福田赳夫元首相とロスチャイルド
福田赳夫元首相とロスチャイルド
この章の最後に、当時、欧州駐在の財務官僚だった福田赳夫元首相が、折に触れて周囲や家族に語っていたという逸話を紹介しましょう。
1932年頃、英仏に駐在していた大蔵省の福田赳夫氏は、高橋是清蔵相の命で、上司である海外駐箚財務官の津島寿一のお供をして、ロスチャイルド邸を訪問しました。
間もなく償還時期が来る日露戦争資金として発行したフラン建て日本国債について、フランスが1920年にフランを切り下げて金本位制に復帰していたので、切り下げ後の新フランで償還することを通告しに行ったのでした。

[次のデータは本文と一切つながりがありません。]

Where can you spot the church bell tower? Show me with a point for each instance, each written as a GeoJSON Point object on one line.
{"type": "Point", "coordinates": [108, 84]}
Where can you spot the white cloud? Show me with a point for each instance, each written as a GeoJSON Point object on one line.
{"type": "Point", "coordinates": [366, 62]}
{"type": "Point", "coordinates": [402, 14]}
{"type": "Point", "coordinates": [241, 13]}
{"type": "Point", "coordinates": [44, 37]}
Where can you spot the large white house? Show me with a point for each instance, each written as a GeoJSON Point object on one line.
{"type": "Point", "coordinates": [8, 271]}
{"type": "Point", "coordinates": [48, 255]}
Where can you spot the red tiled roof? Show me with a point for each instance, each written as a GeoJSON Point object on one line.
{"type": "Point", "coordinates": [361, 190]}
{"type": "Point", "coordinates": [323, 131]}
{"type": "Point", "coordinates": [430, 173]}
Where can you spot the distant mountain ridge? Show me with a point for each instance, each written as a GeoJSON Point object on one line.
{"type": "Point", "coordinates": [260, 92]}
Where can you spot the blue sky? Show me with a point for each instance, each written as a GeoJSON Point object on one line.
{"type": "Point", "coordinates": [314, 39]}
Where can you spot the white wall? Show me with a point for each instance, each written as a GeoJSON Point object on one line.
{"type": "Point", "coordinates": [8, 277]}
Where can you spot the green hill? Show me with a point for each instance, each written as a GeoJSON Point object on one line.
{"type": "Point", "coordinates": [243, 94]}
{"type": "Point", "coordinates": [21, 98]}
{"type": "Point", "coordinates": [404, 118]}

会話の中で、はじめは高橋是清の噂話をしながら友好的であったロスチャイルド(パリ家第3代当主エドゥアール)は、津島が新フランでの償還を持ち出すや否や激昂し、卓上の呼び鈴を押しました。すると隣室から銃器・棍棒などを持った数人の屈強な男たちが部屋に入って来て、「撤回しなければ一命を奪う」と津島を脅したと言います。
津島と福田赳夫が這うようにして逃げ帰って、高橋蔵相に報告すると、高橋は「已むを得ぬが、一応言うてみただけだ」と津島を責めず、国債は旧フランの価値で償還されました。要するに、パリのロスチャイルド家に損をさせなかったということです。
1933年に帰国した福田赳夫氏が調べたところ、このフラン建て国債が新フランで償還したように処理されていて、旧フランとの差額を調達した証拠は省内、大蔵省内の何処にもなかったので、狐に摘ままれた思いであったそうです。
「契約とか国際ルールよりも上に、ロスチャイルド家の意向がある」というのが世界の現実だということを、故福田赳夫元首相が逸話として証言しているという話です。